Photographic film is photosensitive — it changes its properties when it’s hit by light. The trick of the photographer is to expose only certain parts of the film to the light. That’s the reason the camera goes “click” — the camera’s shutter is opening and closing very quickly to let in just a little bit of light to impact the film. That’s also why photographers develop their film in a “dark room” — they don’t want any extra light impacting the film until it is “fixed”. Keep that door closed!

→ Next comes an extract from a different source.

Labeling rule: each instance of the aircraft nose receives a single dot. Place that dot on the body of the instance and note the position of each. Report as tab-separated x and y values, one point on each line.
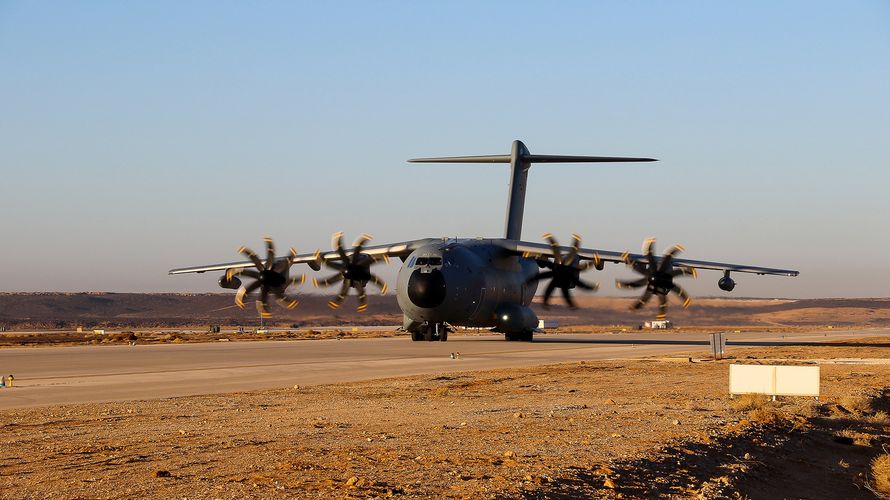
426	289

Slide 18 : Black and white film has one light sensitive chemical emulsion sandwiched between transparent coatings. In black-and-white photographic film there is usually one layer of silver salts. When the exposed grains are developed, the silver salts are converted to metallic silver, which block light and appear as the black part of the film negative Colour film has three chemical emulsions, each sensitive to a different colour of light. Color film uses at least three layers.Typically the blue-sensitive layer is on top, followed by the green and red layers. During development, the exposed silver salts are converted to metallic silver, just as with black and white film. But in a color film, the by-products of the development reaction simultaneously combine with chemicals known as color couplers that are included either in the film itself or in the developer solution to form colored dyes. The image on undeveloped film is extremely faint — too faint to see, in fact. The stabilizing solution reacts with the silver compounds to make the image visible. After rinsing off the stabilizing solution, the developer next places the film in the fixing bath. The chemicals in the fixing bath react with the unexposed silver compounds, leaving only the image behind. After this step, the film is no longer sensitive to light. Now you can open the door.
Slide 19 : IMAGE SENSOR
An image sensor is a device that converts an optical image to an electric signal. It is used mostly in digital cameras and other imaging devices. Early sensors were video camera tubes but a modern one is typically a charge-coupled device (CCD) or a complementary metal–oxide–semiconductor (CMOS) active-pixel sensor. Today, most digital still cameras use either a CCD image sensor or a CMOS sensor. Both types of sensor accomplish the same task of capturing light and converting it into electrical signals.
A CCD is an analog device. When light strikes the chip it is held as a small electrical charge in each photo sensor. The charges are converted to voltage one pixel at a time as they are read from the chip. Additional circuitry in the camera converts the voltage into digital information.
A CMOS chip is a type of active pixel sensor made using the CMOS semiconductor process. Extra circuitry next to each photo sensor converts the light energy to a voltage. Additional circuitry on the chip may be included to convert the voltage to digital data.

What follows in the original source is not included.